Gotta say, I’ve been super happy with Cruz Del Sur as a bus company so far as they have lived up to their reputation for being safe, punctual and comfortable. Don’t quite know what happened last night, but I think we can chalk it up to a couple of things.
- There were a few accidents on the road from Arequipa to Cusco (apparently this is pretty common in Peru in general), which slowed us down considerably and possibly had us taking an alternate route, which would explain why we got in to Cusco 3 hours later than expected.
- Lots of twists and turns and bumps, possibly due to the alternative routes but also likely due to the fact that we’re way above sea level right now.
- I think the person attending to us on the bus was relatively new and didn’t speak much English, which combined for a tricky situation with point three.
- The toilets are only for urination. I repeat, the toilets are only for urination.
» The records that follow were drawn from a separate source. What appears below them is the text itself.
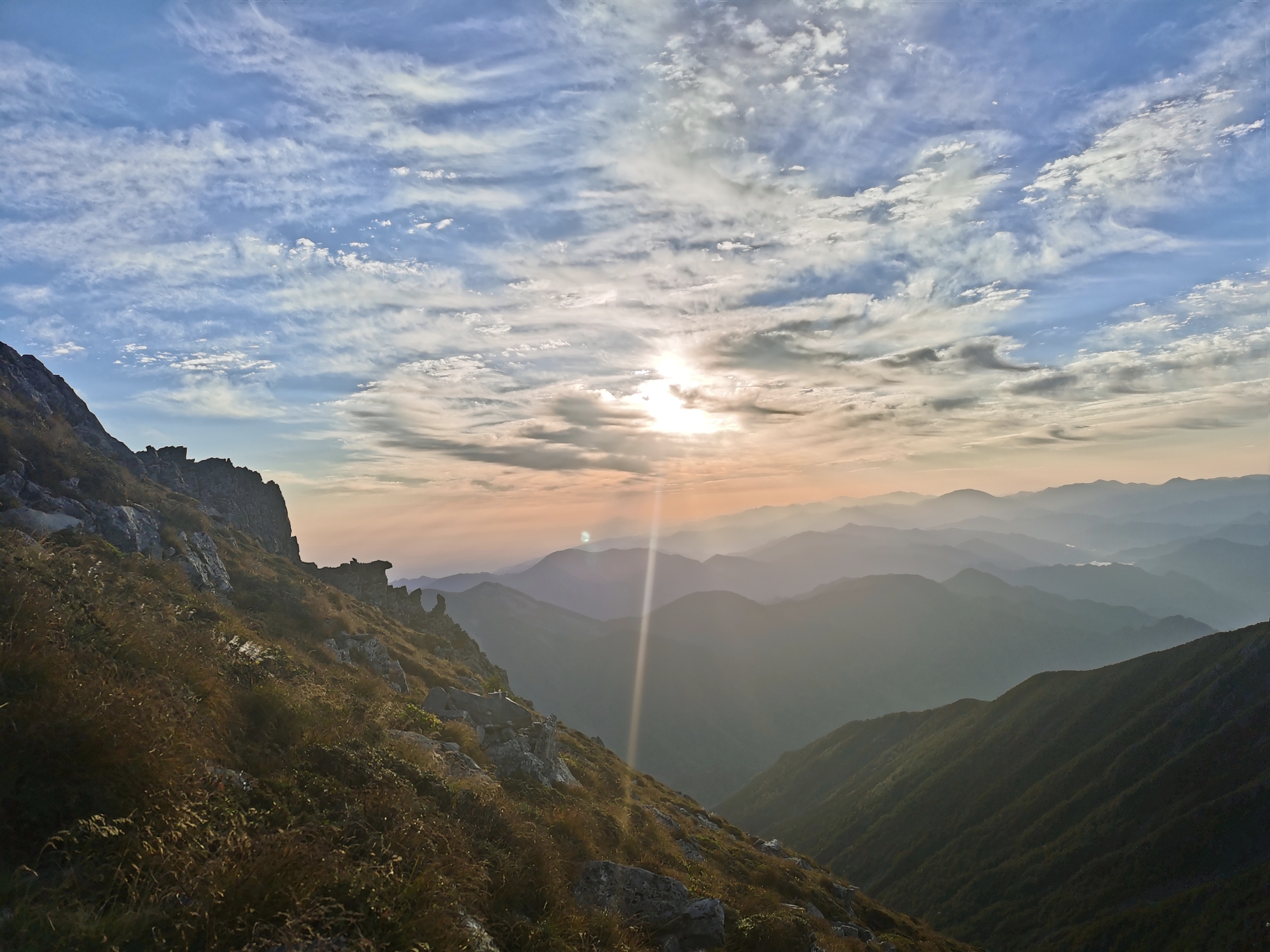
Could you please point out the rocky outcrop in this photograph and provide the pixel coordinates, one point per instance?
(202, 564)
(235, 494)
(38, 511)
(366, 649)
(515, 742)
(531, 753)
(130, 528)
(29, 379)
(659, 904)
(455, 761)
(368, 583)
(496, 711)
You can’t poop on a Cruz Del Sur bus. To get around that, they tell you that, if you have “other” bathroom needs, you can talk to the attendant and they will arrange a safe stop. Well, Daina had other needs, talked to the attendant, she forgot, he asked again and said forget it, and the poor guy basically had a bun in the oven all the way to Cusco. I don’t know what would happen to the bus if poop actually went into the toilet, maybe it gets into the fuel tank or something, I don’t know. Seems like a design flaw.
We got into Cusco at 8 am and made it to El Tuco Guesthouse, which is actually pretty awesome looking. Huge room, huge (and clean!) bathroom, little courtyard. Not a bad find so far.
Then came the nap. The bed was actually comfortable, first one I can honestly say that about so far. I ended up waking up a bit sooner than Daina so I wandered into town, took some snapshots, ran in to a Mary and Lisa who we met at the hostel in Nazca and confirmed our tour to the Inca Trail (though we’ll have to some more of that tomorrow as I didn’t bring all of our info). Cusco seems beautiful, lots of brown stone churches surrounded by hills and rainbow (Inca) flags. Apparently there’s a big festival in town tomorrow so that should be fun to check out.
Gotta say, though, that cold and altitude do tire you out. We’re sitting at 3400 m (11200 feet, thank you, Wikipedia) and after walking briskly I did get a bit out of breath. Taking it easy at the moment, don’t want to overexert ourselves before the big day. A small dinner tonight, a good night’s rest and we should be good to catch the festivities tomorrow.